THEY ARE THE songs many people carry in their hearts, but few know who wrote them. Most music lovers can remember the tunes from Shanghai in the 1930s and 40s and are familiar with the era's singers, such as film stars Bai Guan, Yao Li, Zhou Xuan and Li Xianglan, but the heyday's composers, such as Svingalin Chen Gexin, are long forgotten.
Over the years, Svingalin Chen Gexin's son, Chen Gang, 67, has compiled two books on the works of his father and his contemporaries, but he is equally passionate about the preservation of forgotten modern Chinese classics.
For years, Chen sought the popular songs of those two golden decades. Immortal tunes of the period such as Shanghai Nights, Rose, Rose I Love You, Ye Lai Xiang and Shangri-La are regarded as the first string of flamboyant modern Chinese music, and many are classics.
The melodies emerged in the turbulent times when Shanghai was the cradle of Chinese modern music. With the Japanese invasion in 1937, the International Settlement and the setting up of French and British concession districts, the city witnessed an influx of Western urban entertainment such as cinemas, dance halls and nightclubs which sprouted along Xiafei Lu (now Huaihai Lu). Chen says: 'This 'melting-pot' experience meant that, for the first time, Chinese folk songs began to be adapted and blended with urban elements such as Western ballroom dance.'
Shanghai's flourishing film and recording industries also generated hits. The popularity of song-and-dance movies (gewupian) in the 'Hollywood of the East' prompted a pool of new music, and Svingalin Chen Gexin was a prolific writer of film scores between 1931 and 1949.
Chen Gang's two books - Rose, Rose I Love You, dedicated to the works of his father, and another encyclopaedic title, Shanghai Lao Ge Min Dian, which highlights 313 Shanghai classics and the composers' biographies - are published by Shanghai Lexicographical Publishing House. Both books come with original music scores, news articles, memorabilia and complimentary CDs.

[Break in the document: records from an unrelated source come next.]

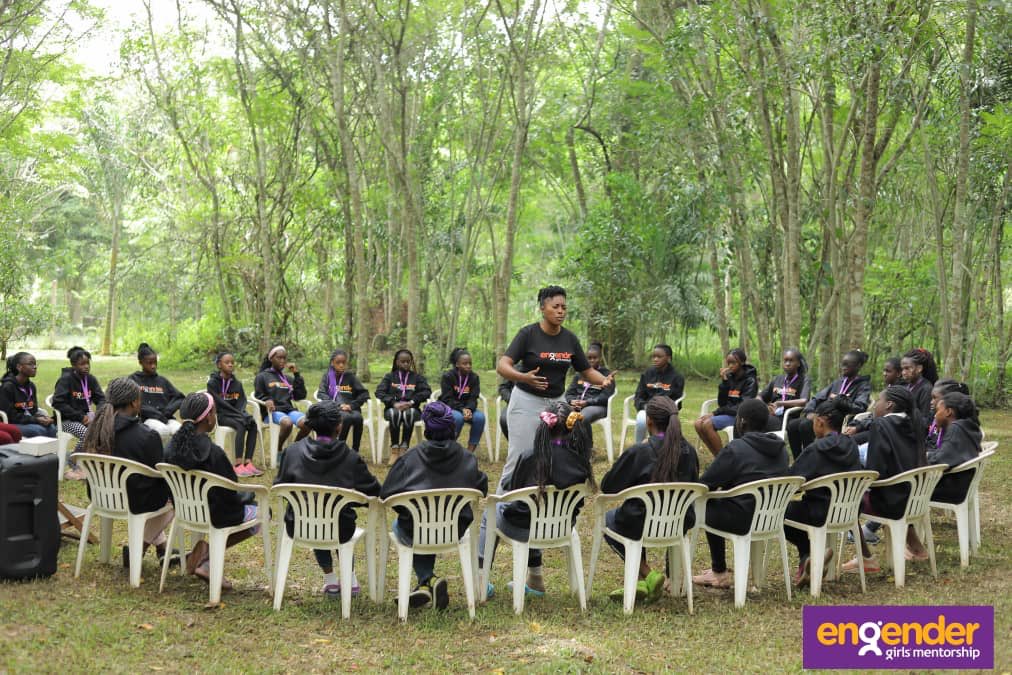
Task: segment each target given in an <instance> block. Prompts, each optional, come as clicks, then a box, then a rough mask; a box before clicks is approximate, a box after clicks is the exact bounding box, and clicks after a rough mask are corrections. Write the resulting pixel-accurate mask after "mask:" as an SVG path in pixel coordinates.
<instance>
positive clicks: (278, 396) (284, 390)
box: [253, 368, 306, 413]
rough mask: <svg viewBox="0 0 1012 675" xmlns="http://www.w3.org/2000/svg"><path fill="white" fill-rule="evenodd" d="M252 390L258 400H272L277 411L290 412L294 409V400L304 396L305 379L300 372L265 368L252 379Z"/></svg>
mask: <svg viewBox="0 0 1012 675" xmlns="http://www.w3.org/2000/svg"><path fill="white" fill-rule="evenodd" d="M253 392H254V394H255V396H256V398H257V399H259V400H260V401H264V402H266V401H273V402H274V410H276V411H278V412H279V413H290V412H291V411H292V410H294V409H296V405H294V402H296V401H301V400H303V399H305V398H306V381H305V379H303V373H301V372H296V373H290V372H289V373H288V374H284V373H280V372H278V371H277V370H275V369H274V368H266V369H264V370H261V371H260V372H258V373H257V375H256V378H255V379H254V381H253Z"/></svg>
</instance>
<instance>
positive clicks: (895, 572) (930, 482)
mask: <svg viewBox="0 0 1012 675" xmlns="http://www.w3.org/2000/svg"><path fill="white" fill-rule="evenodd" d="M946 469H948V467H947V466H945V465H930V466H928V467H920V468H919V469H911V470H910V471H909V472H903V473H902V474H897V475H896V476H894V477H893V478H889V479H885V480H882V481H875V482H874V483H872V484H871V489H872V490H876V489H880V488H889V487H894V486H898V485H902V484H904V483H906V484H908V485H909V486H910V496H909V497H908V498H907V505H906V507H905V508H904V512H903V516H901V517H899V518H885V517H883V516H877V515H872V514H870V513H862V514H861V517H863V518H865V519H866V520H870V521H872V522H878V523H881V524H883V525H885V528H884V529H883V530H882V531H883V532H884V533H885V538H887V539H888V540H889V541H888V549H889V552H890V554H889V555H887V556H885V560H884V561H882V562H883V563H885V564H890V562H891V560H890V559H892V565H893V574H894V578H895V579H896V587H897V588H902V587H903V586H904V584H905V583H906V570H907V568H906V566H907V559H906V553H907V527H908V525H914V526H916V527H918V528H919V530H920V531H923V533H924V534H923V541H924V547H925V549H927V550H928V560H929V561H930V563H931V575H932V576H933V577H937V576H938V570H937V569H936V567H935V542H934V537H933V536H932V534H931V506H930V502H931V493H932V492H934V490H935V486H936V485H938V481H939V480H941V477H942V474H944V473H945V470H946ZM862 565H863V564H862V563H861V560H860V559H858V566H859V567H861V566H862Z"/></svg>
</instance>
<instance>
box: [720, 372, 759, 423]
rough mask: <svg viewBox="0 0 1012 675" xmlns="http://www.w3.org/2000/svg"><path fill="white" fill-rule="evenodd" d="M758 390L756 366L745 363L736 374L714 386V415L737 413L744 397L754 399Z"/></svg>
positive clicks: (749, 398) (743, 399)
mask: <svg viewBox="0 0 1012 675" xmlns="http://www.w3.org/2000/svg"><path fill="white" fill-rule="evenodd" d="M758 392H759V376H758V374H757V373H756V367H755V366H754V365H752V364H751V363H746V364H744V365H743V366H742V369H741V370H739V371H738V375H737V376H729V377H728V378H727V379H722V381H721V383H720V384H719V385H718V386H716V410H714V411H713V414H714V415H732V416H734V415H737V414H738V406H740V405H742V401H744V400H745V399H754V398H756V394H757V393H758Z"/></svg>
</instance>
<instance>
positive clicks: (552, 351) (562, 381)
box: [496, 286, 614, 492]
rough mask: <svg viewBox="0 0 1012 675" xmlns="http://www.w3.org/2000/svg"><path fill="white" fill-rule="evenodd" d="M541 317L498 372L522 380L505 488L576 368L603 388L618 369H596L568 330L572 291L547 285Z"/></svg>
mask: <svg viewBox="0 0 1012 675" xmlns="http://www.w3.org/2000/svg"><path fill="white" fill-rule="evenodd" d="M537 304H538V307H539V308H540V310H541V320H540V321H538V322H537V323H536V324H528V325H527V326H524V327H523V328H521V329H520V330H519V331H517V334H516V336H515V337H514V338H513V341H512V342H511V343H510V345H509V347H507V348H506V352H505V353H504V354H503V355H502V356H501V357H499V365H498V367H497V368H496V371H497V372H498V373H499V374H500V375H501V376H503V377H505V378H506V379H510V381H512V382H514V383H516V387H515V388H514V389H513V395H512V396H511V397H510V401H509V407H508V408H507V409H506V416H507V421H506V423H507V425H508V426H509V451H508V453H507V455H506V465H505V466H504V467H503V473H502V478H501V479H500V481H499V487H500V492H502V490H503V489H504V488H503V486H506V485H509V481H510V477H511V475H512V473H513V468H514V467H515V466H516V461H517V457H519V456H520V453H521V452H523V451H525V450H528V449H530V448H531V447H533V444H534V431H535V430H536V429H537V415H538V413H540V412H541V411H542V410H544V409H545V406H546V405H547V404H549V403H550V402H552V401H563V400H564V397H563V395H564V394H565V392H566V376H567V374H568V373H569V369H570V367H572V368H573V369H574V370H576V371H577V372H579V373H580V374H582V375H583V377H584V379H586V381H587V382H589V383H590V384H591V385H594V386H597V387H610V386H611V384H612V383H613V382H614V373H613V372H612V373H610V374H608V375H602V374H601V373H600V372H598V371H597V370H596V369H594V368H593V367H591V365H590V361H588V360H587V355H586V354H585V353H584V351H583V347H582V346H580V340H579V339H578V338H577V336H576V335H575V334H573V332H572V331H570V330H567V329H565V328H563V322H564V321H565V320H566V289H565V288H563V287H562V286H547V287H545V288H541V289H540V290H539V291H538V292H537Z"/></svg>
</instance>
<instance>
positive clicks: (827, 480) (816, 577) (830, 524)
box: [783, 471, 878, 598]
mask: <svg viewBox="0 0 1012 675" xmlns="http://www.w3.org/2000/svg"><path fill="white" fill-rule="evenodd" d="M876 478H878V472H868V471H857V472H842V473H839V474H830V475H829V476H823V477H821V478H817V479H813V480H811V481H809V482H808V483H806V484H805V485H803V486H802V487H800V489H799V491H798V492H802V493H805V492H808V491H811V490H828V491H829V510H828V511H827V514H826V522H825V523H824V524H822V525H810V524H809V523H806V522H800V521H797V520H790V519H789V518H788V519H784V521H783V522H784V524H785V525H790V526H791V527H794V528H796V529H799V530H803V531H805V532H807V533H808V535H809V541H811V543H812V553H811V555H810V557H809V560H810V566H811V573H810V577H811V579H812V581H811V592H812V597H814V598H817V597H819V594H820V593H822V582H823V567H824V565H825V562H826V547H827V538H828V536H829V535H830V534H835V535H837V541H836V545H835V546H834V549H835V551H834V553H835V557H834V560H833V561H832V562H831V567H830V574H829V575H828V578H829V579H834V578H836V574H837V573H836V571H837V570H839V569H840V562H841V559H842V556H843V544H844V540H845V539H846V537H845V536H844V534H845V533H846V532H850V533H851V534H852V535H853V540H854V545H855V546H856V547H857V556H858V558H860V555H861V551H860V545H861V544H860V531H859V528H860V526H861V525H860V522H859V520H858V514H859V512H860V508H861V498H863V497H864V493H865V492H866V491H867V489H868V487H869V486H870V485H871V484H872V483H874V481H875V479H876ZM857 571H858V572H859V573H860V576H861V592H864V591H866V590H867V587H866V585H865V582H864V566H863V565H858V566H857Z"/></svg>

Chen, who is also a composer and enjoyed global success in 1958 with Butterfly Lovers Concerto, says many music lovers were prevented from seeing his books by the political climate at the time. Shanghai was taken over by the Communists in May 1949 and all Western-influenced popular songs were banned during the Cultural Revolution (1966-1976) on the premise they were 'decadent' or even 'pornographic'.